If you’re like most Americans, you have an old phone laying around in a drawer somewhere. Many upgrade to the “newest model” every two years. Unfortunately, this leads to an incredible amount of waste. According to Planet Green Recycle, up to 70% of cell phones could be reused, but very few are ever recycled. Additionally, recycling just 42 cell phones would save enough energy to power your home for one full year, and that’s not even counting the resources it took to make it!
In fact, re-using your cellphone is one of the most immediate ways you can help prevent e-waste from being introduced into the world. Creating new electronics uses a massive amount of virgin materials and contributes to carbon emissions, and if we recycled mobile phones, we’d be able to reduce their greenhouse gas emissions by 90%! It can also help keep toxic substances like arsenic, cadmium, lithium, lead, zinc and mercury out of the environment.
So how can you recycle your old smartphone? One of the easiest ways is to convert your phone into a dash cam. Dash cams, being electronics, pose the same problems as cell phones for the environment, and because they do the same things, you may as well make sure you’re not helping drive more demand for the electronics industry. Both your old cell phone and a dash cam have a camera and can record video, so why not use what you have?
What is a Dash Cam, and Why Should You Use Your Phone as One?
A dash cam is a small camera that attaches to the windshield or dashboard of your car. As you drive, the dash cam constantly records what’s happening in your line of vision. So why would you need a dash cam? You can later view the footage—You may get a recording of a massive meteor, or you might have some invaluable footage for a future insurance claim.
If you’re involved in a car accident and don’t have a dash cam, it’ll be challenging to prove that you weren’t at fault for the accident. Dash cams provide invaluable evidence after a vehicular incident. For example, if a driver dangerously merged onto the highway and forced you to rear-end him or her, it’ll be nearly impossible to blame him without footage showing his reckless driving. If you’re found “at fault” for an auto accident, your insurance rates will go through the roof.

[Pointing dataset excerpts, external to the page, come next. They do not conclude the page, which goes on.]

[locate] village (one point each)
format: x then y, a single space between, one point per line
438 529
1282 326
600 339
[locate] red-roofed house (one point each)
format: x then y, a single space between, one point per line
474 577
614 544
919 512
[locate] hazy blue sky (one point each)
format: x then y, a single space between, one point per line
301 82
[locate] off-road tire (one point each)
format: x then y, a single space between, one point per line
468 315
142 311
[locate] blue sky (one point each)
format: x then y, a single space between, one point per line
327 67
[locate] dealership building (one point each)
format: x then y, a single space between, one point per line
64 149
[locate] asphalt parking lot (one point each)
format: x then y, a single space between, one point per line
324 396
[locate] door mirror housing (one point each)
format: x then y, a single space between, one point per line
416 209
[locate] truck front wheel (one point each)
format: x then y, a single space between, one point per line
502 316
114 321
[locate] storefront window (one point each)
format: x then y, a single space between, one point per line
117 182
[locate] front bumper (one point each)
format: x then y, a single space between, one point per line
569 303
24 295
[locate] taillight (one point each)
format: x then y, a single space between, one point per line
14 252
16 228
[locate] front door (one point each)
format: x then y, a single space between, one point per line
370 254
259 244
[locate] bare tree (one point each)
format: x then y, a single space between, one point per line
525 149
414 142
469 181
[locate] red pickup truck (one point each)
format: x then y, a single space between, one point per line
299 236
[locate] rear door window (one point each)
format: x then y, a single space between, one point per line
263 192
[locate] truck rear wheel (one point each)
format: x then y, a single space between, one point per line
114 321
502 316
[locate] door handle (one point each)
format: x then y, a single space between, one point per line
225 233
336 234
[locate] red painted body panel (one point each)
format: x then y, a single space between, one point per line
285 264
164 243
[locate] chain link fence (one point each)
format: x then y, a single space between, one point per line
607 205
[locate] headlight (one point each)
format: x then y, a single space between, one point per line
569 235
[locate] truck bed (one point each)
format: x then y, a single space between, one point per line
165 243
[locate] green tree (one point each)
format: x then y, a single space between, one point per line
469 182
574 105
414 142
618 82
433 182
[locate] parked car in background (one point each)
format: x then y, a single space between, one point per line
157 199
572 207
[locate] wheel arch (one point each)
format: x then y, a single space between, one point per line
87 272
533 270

A dash cam also eliminates any of the “he said, she said” that comes with interviewing witnesses at the scene of a crash. If you recorded what really happened, there’s no way the other driver can claim otherwise.
Getting Started: What You’ll Need
Setting up a dash cam for your car is actually much simpler than you may believe. You will not need any kind of cellular plan or internet connection with your old phone to convert it to a dash cam. Some equipment you will need does include:
• An old smartphone
• A dash cam app (you can get free or paid versions, but they’re available for either Android or iPhone users)
• A car mount for your phone. You might have one already, or you can buy one at nearly any electronics store or online, but the thrifty make their own!
• A charger if your phone’s battery life is less than stellar
Once you use WiFi to get your phone online, you can download a dash cam app of your liking. Be sure to read reviews—Some free apps are excellent, but it may be worthwhile to pay a little extra, especially if you’re worried about your insurance premiums rising.
With the app installed, attach it to your front windshield. You’ll want to have the camera higher than usual to get the best view of the road. A good spot is directly behind your rearview mirror.
When you’re ready to go, hit record! It’s a good idea to take a few test drives to ensure the position of the camera allows you to record your entire field of vision, but overall the process is very simple and can be done without any heavy equipment or technical know-how.
Caveats to Using a Phone Dash Cam
Using a cell phone as a dash cam isn’t perfect. Here are a couple of potholes you might run into when recycling your old phone:
• You’ll likely need to turn your dash cam app on every time you get into your car. Most stand-alone dash cameras start automatically as soon as you being driving.
• If your old phone has a bad battery life (chances are good here), you’ll need to keep it charged at all times.
• It’s always possible that someone could try to break into your car to steal the old phone, though you can just unmount the phone itself.
Overall, the financial and environmental benefits of recycling an old cell phone to use as a dash cam on your car or bike greatly outweigh any problems you may run into while using one. If you have a phone lying around, try booting it up and downloading a dash cam app! It may save you thousands in insurance premiums someday, but more importantly, it’s taking something that might just sit in a drawer, or worse, a landfill, and turning it into a valuable piece of equipment.